Marciano was to step away from the company after a flurry of misconduct allegations — first from model Kate Upton in 2018 — but managed to stay on in 2019 while giving up his title of executive chairman.
But Guess shareholder Legion Partners said it was time for Marciano to leave his executive role and that both he and his brother, Maurice Marciano, should exit the board.
Guess shot back that it established a special committee that investigated the allegations in 2018, interviewing more than 40 people and reviewing about 1.5 million pages of documents.
That effort found at the time that Marciano “exercised poor judgment in his communications with models and photographers and in placing himself in situations in which plausible allegations of improper conduct could, and did, arise.” The company also settled five claims of misconduct for a total of $500,000 without admitting liability or fault.
Late Tuesday, Guess said: “Regarding subsequent allegations against Mr. Marciano, the company has strongly refuted these claims and is contesting them vigorously. The board will continue to act in accordance with the company’s high standards, including upholding strong internal processes and appropriate board oversight and review of all related party transactions.”
Legion Partners told WWD that, “The fact that the board cites its 2018 investigation to help justify its continued support of Paul Marciano … not only shows how out of touch the directors are with their stakeholders, but frankly makes no sense.”
On Monday, Legion sent a letter to the company’s directors, noting, “For more than a decade, a pattern of appalling sexual assault and harassment allegations have been made against Paul Marciano, while his brother Maurice Marciano appeared to turn a blind eye as a former chairman of the board.”
Legion maintained that the pattern has continued.
“A little more than a month ago, the insurance carrier that underwrites the company and Paul Marciano sued to absolve itself of any responsibility for covering claims related to Paul Marciano’s alleged ‘pattern’ of ‘wrongful acts,’” the investor wrote. “This rare action was precipitated by a lawsuit filed last January by a former model accusing Paul Marciano of rape and Guess of enabling his behavior for years.”
Legion also charged that, “The Marciano brothers’ influence has not only cast a shadow over the company’s reputation, but the legitimacy of various financial transactions” including leasing warehouse space from partnerships affiliated with the brothers and paying aircraft management fees to Marciano entities.

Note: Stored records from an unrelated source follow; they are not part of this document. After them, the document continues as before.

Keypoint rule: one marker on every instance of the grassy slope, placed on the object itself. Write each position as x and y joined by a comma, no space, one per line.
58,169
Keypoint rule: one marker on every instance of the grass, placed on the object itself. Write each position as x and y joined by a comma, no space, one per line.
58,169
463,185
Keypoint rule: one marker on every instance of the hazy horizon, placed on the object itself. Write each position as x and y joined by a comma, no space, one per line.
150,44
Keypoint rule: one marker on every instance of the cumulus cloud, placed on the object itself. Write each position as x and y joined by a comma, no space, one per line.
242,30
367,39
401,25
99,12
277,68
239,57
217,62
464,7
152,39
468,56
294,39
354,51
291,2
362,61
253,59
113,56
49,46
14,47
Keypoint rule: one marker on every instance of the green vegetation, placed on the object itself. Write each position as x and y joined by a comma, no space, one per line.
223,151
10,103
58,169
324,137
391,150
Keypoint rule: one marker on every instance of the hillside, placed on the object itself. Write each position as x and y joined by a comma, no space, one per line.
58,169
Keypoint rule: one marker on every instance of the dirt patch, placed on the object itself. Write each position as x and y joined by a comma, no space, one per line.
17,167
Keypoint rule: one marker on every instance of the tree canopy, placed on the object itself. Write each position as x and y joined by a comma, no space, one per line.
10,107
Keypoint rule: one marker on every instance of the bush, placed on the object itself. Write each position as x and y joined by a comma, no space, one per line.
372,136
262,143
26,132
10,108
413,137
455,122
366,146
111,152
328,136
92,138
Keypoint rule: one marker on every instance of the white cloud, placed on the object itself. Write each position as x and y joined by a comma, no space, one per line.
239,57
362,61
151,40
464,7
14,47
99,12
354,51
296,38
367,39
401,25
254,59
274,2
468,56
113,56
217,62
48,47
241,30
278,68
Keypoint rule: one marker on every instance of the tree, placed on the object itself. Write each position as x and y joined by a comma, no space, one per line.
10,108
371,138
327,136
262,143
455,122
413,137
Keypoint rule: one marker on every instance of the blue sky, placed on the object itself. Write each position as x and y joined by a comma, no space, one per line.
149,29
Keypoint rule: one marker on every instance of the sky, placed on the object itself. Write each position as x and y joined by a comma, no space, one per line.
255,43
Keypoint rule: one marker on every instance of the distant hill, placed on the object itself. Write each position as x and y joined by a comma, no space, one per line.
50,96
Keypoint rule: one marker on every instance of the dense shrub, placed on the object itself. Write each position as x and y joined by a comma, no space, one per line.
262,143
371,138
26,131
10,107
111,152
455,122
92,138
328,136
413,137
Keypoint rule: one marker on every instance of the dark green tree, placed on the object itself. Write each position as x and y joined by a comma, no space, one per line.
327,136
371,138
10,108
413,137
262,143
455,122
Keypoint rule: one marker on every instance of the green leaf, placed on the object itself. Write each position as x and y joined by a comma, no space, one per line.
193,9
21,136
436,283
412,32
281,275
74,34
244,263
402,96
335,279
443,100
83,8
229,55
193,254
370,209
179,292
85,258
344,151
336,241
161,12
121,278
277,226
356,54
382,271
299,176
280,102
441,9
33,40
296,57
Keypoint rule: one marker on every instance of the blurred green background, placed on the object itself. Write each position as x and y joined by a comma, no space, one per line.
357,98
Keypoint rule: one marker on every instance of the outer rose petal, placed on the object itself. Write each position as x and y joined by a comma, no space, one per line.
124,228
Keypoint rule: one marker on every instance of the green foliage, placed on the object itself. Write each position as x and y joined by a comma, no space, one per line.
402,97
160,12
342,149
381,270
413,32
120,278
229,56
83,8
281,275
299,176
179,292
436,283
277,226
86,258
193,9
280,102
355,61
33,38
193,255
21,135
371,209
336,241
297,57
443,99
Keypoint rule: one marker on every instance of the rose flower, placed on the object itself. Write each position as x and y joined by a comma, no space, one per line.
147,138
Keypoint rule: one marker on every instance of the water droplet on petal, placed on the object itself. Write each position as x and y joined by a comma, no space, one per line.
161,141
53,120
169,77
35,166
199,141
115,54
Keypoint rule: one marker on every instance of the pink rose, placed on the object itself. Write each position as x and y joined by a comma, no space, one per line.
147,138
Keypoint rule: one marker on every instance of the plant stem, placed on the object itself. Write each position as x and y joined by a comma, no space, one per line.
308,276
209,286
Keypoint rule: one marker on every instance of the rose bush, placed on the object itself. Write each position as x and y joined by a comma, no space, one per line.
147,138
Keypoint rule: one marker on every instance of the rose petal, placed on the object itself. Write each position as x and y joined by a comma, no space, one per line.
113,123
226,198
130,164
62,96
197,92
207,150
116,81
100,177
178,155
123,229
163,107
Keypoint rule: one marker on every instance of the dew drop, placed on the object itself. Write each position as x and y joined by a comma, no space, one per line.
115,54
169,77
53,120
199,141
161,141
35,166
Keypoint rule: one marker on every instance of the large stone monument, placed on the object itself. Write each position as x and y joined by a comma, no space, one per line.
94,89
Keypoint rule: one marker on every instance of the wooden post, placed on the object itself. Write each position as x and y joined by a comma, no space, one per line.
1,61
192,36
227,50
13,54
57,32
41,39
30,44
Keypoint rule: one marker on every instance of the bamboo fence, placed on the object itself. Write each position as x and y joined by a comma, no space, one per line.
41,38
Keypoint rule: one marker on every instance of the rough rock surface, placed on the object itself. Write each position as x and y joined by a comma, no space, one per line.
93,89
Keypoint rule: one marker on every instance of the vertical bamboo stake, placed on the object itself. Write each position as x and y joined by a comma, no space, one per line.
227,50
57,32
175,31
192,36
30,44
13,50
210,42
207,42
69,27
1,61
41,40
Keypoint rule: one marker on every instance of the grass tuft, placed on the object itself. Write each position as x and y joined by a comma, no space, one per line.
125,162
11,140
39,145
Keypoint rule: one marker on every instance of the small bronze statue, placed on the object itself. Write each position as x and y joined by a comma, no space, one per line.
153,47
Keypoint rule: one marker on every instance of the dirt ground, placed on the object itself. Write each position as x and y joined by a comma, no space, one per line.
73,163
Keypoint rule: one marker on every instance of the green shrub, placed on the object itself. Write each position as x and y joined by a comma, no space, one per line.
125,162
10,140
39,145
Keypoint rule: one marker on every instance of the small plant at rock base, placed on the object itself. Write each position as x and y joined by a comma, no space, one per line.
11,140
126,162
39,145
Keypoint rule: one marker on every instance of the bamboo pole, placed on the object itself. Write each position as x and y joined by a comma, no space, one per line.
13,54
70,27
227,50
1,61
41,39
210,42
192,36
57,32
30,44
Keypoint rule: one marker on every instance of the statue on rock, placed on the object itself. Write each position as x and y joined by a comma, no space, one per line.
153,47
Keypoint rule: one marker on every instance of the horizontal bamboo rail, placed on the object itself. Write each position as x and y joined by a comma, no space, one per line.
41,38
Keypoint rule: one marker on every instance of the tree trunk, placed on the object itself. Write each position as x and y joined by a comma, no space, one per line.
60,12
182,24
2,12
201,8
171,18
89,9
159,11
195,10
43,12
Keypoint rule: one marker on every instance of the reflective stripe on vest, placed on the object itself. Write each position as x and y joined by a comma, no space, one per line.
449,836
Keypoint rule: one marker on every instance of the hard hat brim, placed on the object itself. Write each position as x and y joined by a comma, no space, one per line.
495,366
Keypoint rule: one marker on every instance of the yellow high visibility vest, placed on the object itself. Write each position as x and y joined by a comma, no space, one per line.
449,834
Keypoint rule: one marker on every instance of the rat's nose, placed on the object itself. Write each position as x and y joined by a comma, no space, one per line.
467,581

The one area where the investor and Guess see eye to eye is its current strategy direction.
“Under the leadership of current [chief executive officer] Carlos Alberini [the company] has made a number of positive strategic moves in recent years, including optimizing its store portfolio, improving supply chain and logistics, and implementing significant cost savings and profit improvement plans,” Legion said.
“Mr. Alberini appears to be a talented CEO who has demonstrated substantial progress executing an operational turnaround at the company,” the investor said. “However, we do not believe that Guess will ever be able to reach its full potential with the persistent overhang of legal, reputational and moral risk that accompanies the Marciano brothers remaining on the board or continuing to serve in any role inside the company.”
Guess said, “As we look ahead, we are confident that our highly engaged board and leadership team will continue to deliver on our strategic priorities and to build on Guess’s strong momentum.”
Shares of Guess were up 3.1 percent to $24.09 on Wednesday, marking an 11 percent gain since Legion’s letter was revealed.